南アフリカ共和国財務省職員向けのPPPセミナーを実施
昨年8月に続いて、2017年5月31日に国際協力機構(JICA)の技術協力支援プロジェクトで日本に招聘されている南アフリカ共和国財務省職員計8名に対してJICA横浜にてPPPセミナーを実施しました。

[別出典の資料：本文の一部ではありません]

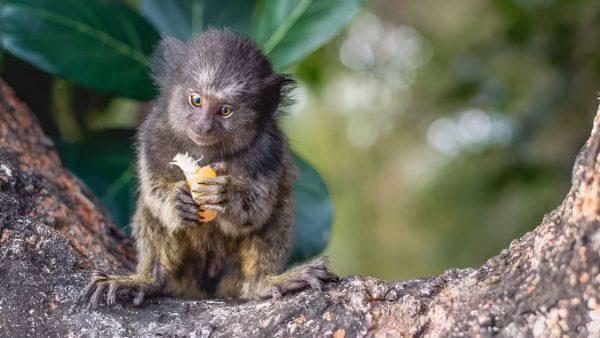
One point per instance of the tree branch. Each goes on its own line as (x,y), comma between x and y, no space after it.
(52,231)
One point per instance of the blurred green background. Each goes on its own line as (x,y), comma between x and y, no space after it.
(443,129)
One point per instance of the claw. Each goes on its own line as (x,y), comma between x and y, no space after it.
(210,198)
(139,298)
(208,189)
(96,299)
(215,207)
(218,180)
(111,295)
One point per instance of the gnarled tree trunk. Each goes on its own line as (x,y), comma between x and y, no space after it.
(52,231)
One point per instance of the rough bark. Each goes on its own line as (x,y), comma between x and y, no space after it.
(52,231)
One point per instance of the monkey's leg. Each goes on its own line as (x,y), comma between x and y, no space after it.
(157,256)
(261,280)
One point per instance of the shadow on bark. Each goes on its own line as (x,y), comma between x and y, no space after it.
(53,231)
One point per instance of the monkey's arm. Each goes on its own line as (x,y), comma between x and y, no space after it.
(243,205)
(170,202)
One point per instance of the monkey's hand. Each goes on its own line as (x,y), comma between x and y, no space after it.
(214,193)
(187,209)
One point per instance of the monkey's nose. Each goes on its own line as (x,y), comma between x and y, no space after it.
(204,126)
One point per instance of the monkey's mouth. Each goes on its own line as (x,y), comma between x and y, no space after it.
(202,139)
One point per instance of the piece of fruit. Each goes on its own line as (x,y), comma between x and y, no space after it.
(193,175)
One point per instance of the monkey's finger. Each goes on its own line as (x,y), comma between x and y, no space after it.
(184,188)
(188,216)
(216,207)
(208,189)
(185,197)
(111,295)
(215,180)
(139,298)
(97,296)
(212,198)
(188,207)
(87,292)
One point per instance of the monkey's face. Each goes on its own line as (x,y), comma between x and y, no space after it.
(212,118)
(220,89)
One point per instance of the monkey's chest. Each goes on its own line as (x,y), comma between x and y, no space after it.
(212,260)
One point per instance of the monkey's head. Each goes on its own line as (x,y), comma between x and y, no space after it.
(218,89)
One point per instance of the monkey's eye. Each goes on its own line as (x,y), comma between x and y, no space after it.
(196,100)
(226,111)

セミナーでは、PPPプロジェクトの計画・査定、PPP政策や体制、ニーズ分析やオプション分析などに関する重要なチェックリストをそれぞれ事例を交えながら解説しました。参加者からは、RFI(資料依頼書)を出しても民間から反応がない、民間業者との事前調整のあり方などに関して質問がなされ、田渕教授と難波准教授から民間の参加を促進するためのインセンティブの重要性や、事前説明会への参加もプロジェクト入札時の得点項目の1つとするなどの提案がされたほか、日本で2015年に制定された「PPP事業における官民対話・事業者選定プロセスに関する運用ガイド」の事例紹介を行いました。また、民間企業へのPPPへの理解を深め、事業への参入を促進するために日本各地に設立されているPPPプラットフォームの事例紹介も行いました。
この他、南アフリカでの高速鉄道事業に関連して、東京の鉄道網の整備では当初政府が公共事業として主要な鉄道網の敷設を行った後、民間である私鉄会社がそれらを基盤として複数の接続線の開発を行い、鉄道周辺の住宅や商業開発を並行して行った歴史を紹介し、インフラ開発では人々の動き・流れに沿ったスムーズな乗換を考慮する必要性や、開発事業をPPPで行うかどうかは国家戦略の下での包括的な判断が必要であることを説明しました。
また、岩手県紫波町の市庁舎ではコスト高ではありますが地元経済への経済支援の一環として県内産の木材を使用した例を挙げ、価格の安さが必ずしも最善の選択にはならないこともあること、VFM(Value for Money)は価格だけでは示せない例もあることを紹介しました。
セミナー後半では、Tembisa開発プロジェクトとGautrain(高速鉄道)開発プロジェクトの事例の発表を聞いた後、それぞれの問題点や課題についての活発な議論が行われました。